Shares of Amazon.com jumped nearly 7% on Friday after the e-commerce giant reported stellar 2023 Q3 earnings that ended September 20, beating analyst estimates and included across-the-board financial increases.
In the third quarter of 2023, Amazon’s net sales increased by 13%, while operating cash flow rose by 81%. There was a significant rise in net income from $2.9 billion in Q3 2022 to $9.9 billion in Q3 2023. Moreover, operating income increased from $2.5 billion in Q3 2022 to $11.2 billion in Q3 2023.
Other highlights from Amazon’s Q3 earnings include cloud services growth and strong operating margins of 7.8%, the highest margin since the first quarter of 2021, and a significant increase over the 2% margin reported during the same quarter last year.
In response to strong earnings, financial services company Jefferies upgraded Amazon shares (NASDAQ: AMZN) to a “Buy” rating.
“We remain positive on AMZN supported by continued improvements in the margin profile, with visibility into an AWS acceleration and clear LT AI tailwinds that will impact the model over time,” Jefferies analysts said in a note to investors, NBC 5 DFW reported.

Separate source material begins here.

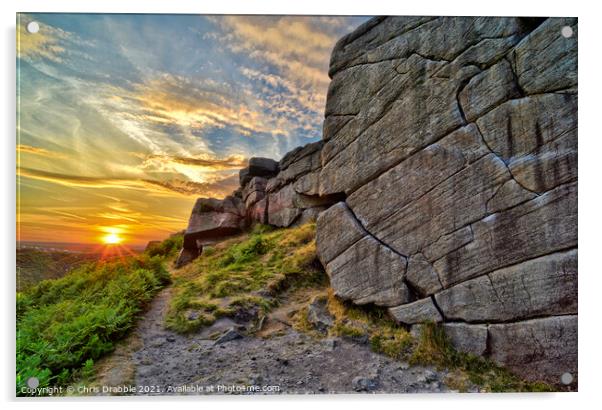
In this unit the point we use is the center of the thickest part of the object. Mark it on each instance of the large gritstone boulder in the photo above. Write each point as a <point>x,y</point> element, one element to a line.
<point>258,167</point>
<point>211,219</point>
<point>453,143</point>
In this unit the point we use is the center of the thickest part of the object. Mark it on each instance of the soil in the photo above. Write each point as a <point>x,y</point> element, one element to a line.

“We believe shares offer defensive positioning in a worsening market at compelling value considering the longer-term growth and earnings power of the model, with still embedded optionality in the form of grocery, healthcare, and satellite technology,” William Blair analysts wrote Friday.

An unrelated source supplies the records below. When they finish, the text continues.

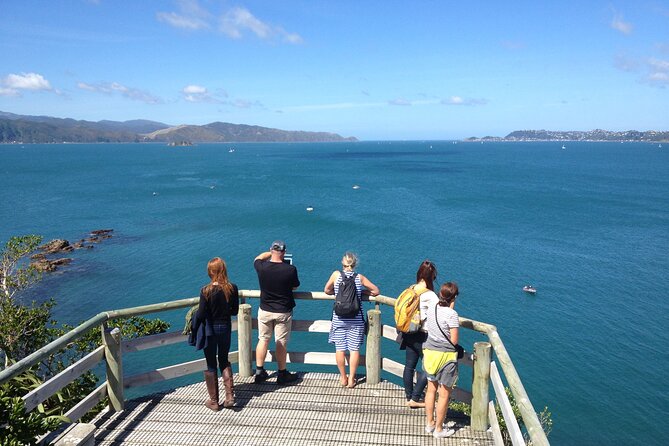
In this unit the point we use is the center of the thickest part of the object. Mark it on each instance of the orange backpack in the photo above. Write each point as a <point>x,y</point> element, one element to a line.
<point>407,310</point>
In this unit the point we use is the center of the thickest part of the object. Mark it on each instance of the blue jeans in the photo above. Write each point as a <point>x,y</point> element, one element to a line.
<point>218,345</point>
<point>414,351</point>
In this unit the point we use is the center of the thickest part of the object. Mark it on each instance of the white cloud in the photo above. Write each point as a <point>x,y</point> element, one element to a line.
<point>191,16</point>
<point>234,23</point>
<point>179,21</point>
<point>194,89</point>
<point>9,92</point>
<point>128,92</point>
<point>26,81</point>
<point>458,100</point>
<point>658,72</point>
<point>399,101</point>
<point>198,93</point>
<point>619,24</point>
<point>238,20</point>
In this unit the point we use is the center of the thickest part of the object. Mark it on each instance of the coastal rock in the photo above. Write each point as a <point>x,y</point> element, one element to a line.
<point>54,246</point>
<point>102,232</point>
<point>46,265</point>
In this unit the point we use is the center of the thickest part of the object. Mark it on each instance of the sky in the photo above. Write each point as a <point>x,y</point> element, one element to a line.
<point>376,70</point>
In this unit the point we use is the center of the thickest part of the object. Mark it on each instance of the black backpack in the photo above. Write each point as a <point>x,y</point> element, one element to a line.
<point>347,304</point>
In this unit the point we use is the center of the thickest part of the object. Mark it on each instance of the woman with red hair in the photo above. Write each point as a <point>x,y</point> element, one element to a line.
<point>219,301</point>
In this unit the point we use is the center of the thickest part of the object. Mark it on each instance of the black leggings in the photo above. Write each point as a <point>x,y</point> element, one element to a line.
<point>218,345</point>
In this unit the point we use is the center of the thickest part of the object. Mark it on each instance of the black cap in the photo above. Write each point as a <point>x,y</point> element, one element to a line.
<point>278,245</point>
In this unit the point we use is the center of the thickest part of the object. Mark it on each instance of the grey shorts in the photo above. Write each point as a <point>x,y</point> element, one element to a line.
<point>279,324</point>
<point>446,376</point>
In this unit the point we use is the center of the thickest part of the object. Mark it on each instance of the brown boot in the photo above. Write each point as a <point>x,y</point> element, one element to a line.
<point>211,379</point>
<point>229,387</point>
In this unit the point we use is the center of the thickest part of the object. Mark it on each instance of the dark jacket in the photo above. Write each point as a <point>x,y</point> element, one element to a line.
<point>199,333</point>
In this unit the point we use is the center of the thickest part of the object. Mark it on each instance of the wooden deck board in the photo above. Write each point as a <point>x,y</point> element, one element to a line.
<point>315,411</point>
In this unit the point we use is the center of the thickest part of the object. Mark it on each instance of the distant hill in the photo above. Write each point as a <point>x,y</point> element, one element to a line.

Analysts at Goldman Sachs chimed in, viewing the company’s third-quarter report as a “beat across the board” and suggested that the risk versus reward remains “skewed heavily in a positive direction.”
“Looking over a multi-year timeframe, we reiterate our view that Amazon will compound a mix of solid revenue trajectory with expanding margins as they deliver yield/returns on multiple-year investment cycles,” Goldman Sachs analysts said in a note Friday, per NBC 5.